Seit 1928 im selben Haus

Nun ist diese Erfurt-Dynastie – vier Generationen von Steinhäusern haben in jenem Haus seit 1928 gelebt – zum Niedergang verurteilt wie Thomas Manns Buddenbrooks. Die Eltern werden die Stadt verlassen und zu Ausgestoßenen werden. Ihr Schicksal ist verglichen mit dem der Getöteten trivial, aber sie werden eine Art von Sozialtod erleiden.

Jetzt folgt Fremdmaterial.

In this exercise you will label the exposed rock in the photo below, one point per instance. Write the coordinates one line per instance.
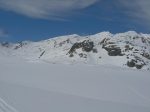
(86, 46)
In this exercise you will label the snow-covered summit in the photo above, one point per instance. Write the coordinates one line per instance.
(129, 49)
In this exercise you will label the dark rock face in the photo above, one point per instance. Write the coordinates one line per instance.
(86, 46)
(113, 51)
(5, 44)
(133, 63)
(20, 44)
(146, 55)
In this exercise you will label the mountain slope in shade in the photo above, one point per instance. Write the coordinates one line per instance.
(129, 49)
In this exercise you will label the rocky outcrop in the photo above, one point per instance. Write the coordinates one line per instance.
(86, 46)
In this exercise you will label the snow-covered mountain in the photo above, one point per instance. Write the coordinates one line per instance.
(128, 49)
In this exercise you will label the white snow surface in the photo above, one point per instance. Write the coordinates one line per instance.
(30, 84)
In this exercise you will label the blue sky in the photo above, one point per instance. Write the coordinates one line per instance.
(41, 19)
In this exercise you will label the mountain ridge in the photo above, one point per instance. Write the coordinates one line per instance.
(129, 49)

Sie sind an ihrem Sohn gescheitert, aber die Gesellschaft in Form des gesichtslosen Bildungssystems ist auch ihnen gegenüber gescheitert.

Unglücklicherweise laufen Politiker vor dem Scheitern davon und Journalisten, die die Welt in Helden, Verbrecher und Opfer einteilen, sind auch keine Hilfe. Es ist höchste Zeit, zu verstehen, was im Haus der Steinhäusers passiert ist, weil seine Geheimnisse eine wahre deutsche Tragödie in sich bergen.

Der Autor ist Korrespondent der britischen Tageszeitung „The Times“.